Here's what the report says come companies are doing to curry favour with their socially and environmentally savvy consumers:
1. Through its Imagine Cup, Microsoft is supporting FlashFood, a social media−empowered app that connects restaurants, caterers, and other food-service businesses with community organizations that feed the hungry. The app coordinates the transfer of excess food togroups in need each day, so less of it ends up in waste bins.
2. Reckett Benckiser’s Harpic is working with Save the Children to build and repair community toilet facilities in those parts of India that are most in need.
3. Dos Equis, CamelBak, and other brands are instilling a sense of community and camaraderie in targeted locations by sponsoring Tough Mudder, a hardcore obstacle-course event designed by British Special Forces to test participants’ strength, stamina, mental grit, and teamwork. The events, which have raised in excess of $3 million for the Wounded Warrior Project, have expanded beyond the U.S. to Canada, Europe, and Australia.

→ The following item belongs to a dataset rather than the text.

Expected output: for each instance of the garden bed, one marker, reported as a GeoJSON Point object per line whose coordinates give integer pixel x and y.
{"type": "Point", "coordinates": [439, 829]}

4. Hoping to gain a quick dose of legitimacy with the environmental crowd, Clorox partnered with the Sierra Club to promote the Green Works line of natural cleaning products. And a number of leading companies—IBM, Pitney Bowes, Nokia, and Sony, among them—have joined with the World Business Council for Sustainable Development to create the Eco-Patent Commons, intended to make environmentally friendly patents available for widespread use.
When every person with an internet connection can coerce or convince businesses and governments to act ethically and fairly, as much as possible, then the birth and spread of social media has found its true meaning.